Jon Krakauer, Into the Wild
CLAIRE visited Pakistan for the third summer in a row, though this time travelling on her own account. Cat Valicourt had wound up the collaboration with Jordi. As she became better and
better positioned in Coppens’s protective orbit, she found the incursions to Pakistan losing their original appeal. The discrete scientific discoveries that had been made no longer justified running the risks in mountains that were increasingly Talibanised, nor the effort required to put up with Jordi’s unpredictable outbursts. No major scientific institution was going to finance another project between them. Valicourt put a definite end to her help, but she and Jordi remained friends. After all, he didn’t want to lose all links to ‘abroad’, least of all to a scientist who was now attaining a position of authority. And, well, he had to admit that, for years, Valicourt had been a true support for him.
On this trip, Claire was accompanied by two French journalists, Agnès and Stéphane. They began by settling in Peshawar for a fortnight, sleeping at the university for a few nights and in the headquarters of the A.M.I. for others.
That year, Claire felt particularly assailed by the stares of the Punjabis and the Pashtuns. ‘There are limits to what you can get used to, and especially to what you want to get used to,’ she wrote in her diary. She looked at the clothes she had on. She was dressed according to the Punjabi fashion, with wide trousers and shalwar-kameez, but she still had her sleeves rolled up when she was out in the street, and out there half the women were in burkas. The other half were in large veils that covered their hair and face, apart from their eyes. It was intolerable. It felt as though the men were looking at her like savages. Fine, they respected her as a foreigner, they did make some allowances, but the situation was much worse than, say, in India.

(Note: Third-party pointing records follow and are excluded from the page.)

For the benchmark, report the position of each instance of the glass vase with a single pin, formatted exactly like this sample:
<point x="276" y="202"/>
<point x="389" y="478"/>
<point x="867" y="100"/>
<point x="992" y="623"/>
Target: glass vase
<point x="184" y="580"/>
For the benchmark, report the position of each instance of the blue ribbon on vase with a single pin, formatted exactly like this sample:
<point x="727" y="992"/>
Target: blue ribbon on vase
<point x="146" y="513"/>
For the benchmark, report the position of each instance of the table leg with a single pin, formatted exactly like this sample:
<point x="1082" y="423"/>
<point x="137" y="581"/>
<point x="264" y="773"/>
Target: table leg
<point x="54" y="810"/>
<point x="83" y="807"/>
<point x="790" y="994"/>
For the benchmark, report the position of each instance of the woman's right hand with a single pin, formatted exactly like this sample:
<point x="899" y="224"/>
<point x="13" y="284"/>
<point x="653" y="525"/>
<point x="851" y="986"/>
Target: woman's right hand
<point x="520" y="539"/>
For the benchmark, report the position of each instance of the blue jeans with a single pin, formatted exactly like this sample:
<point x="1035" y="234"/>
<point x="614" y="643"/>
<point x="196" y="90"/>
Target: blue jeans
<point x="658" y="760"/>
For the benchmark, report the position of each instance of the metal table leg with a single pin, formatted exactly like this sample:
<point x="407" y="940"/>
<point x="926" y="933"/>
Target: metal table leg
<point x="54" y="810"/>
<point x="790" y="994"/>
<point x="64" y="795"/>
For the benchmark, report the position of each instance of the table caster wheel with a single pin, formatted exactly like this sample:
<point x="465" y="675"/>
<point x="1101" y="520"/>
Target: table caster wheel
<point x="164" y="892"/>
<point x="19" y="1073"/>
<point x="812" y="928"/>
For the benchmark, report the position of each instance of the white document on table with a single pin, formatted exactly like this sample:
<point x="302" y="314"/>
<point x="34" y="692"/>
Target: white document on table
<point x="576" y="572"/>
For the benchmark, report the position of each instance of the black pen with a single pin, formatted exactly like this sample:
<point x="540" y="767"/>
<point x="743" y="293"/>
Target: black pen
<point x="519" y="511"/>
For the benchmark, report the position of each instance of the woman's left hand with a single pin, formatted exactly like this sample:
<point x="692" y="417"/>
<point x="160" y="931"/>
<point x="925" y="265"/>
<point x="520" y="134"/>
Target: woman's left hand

‘Women have it hard in India, too, but you can see they’re still able to do something,’ she said to Jordi. ‘There, they can argue. In Pakistan, that would be unthinkable.’
On 26 June, eleven days after her arrival, Jordi appeared with Shamsur and Ainullah. They were approaching in unison, Jordi in front, and the others half a pace behind. She was struck by the sight of the trio. There was something martial, solid, deeply manly about the group. Jordi hugged her, and the boys also demonstrated their affection towards her; it was obvious that she had been the subject of their conversation. Then Jordi told them to pack the suitcases, and that he’d help with one of them himself. There was no doubt who gave the orders around here.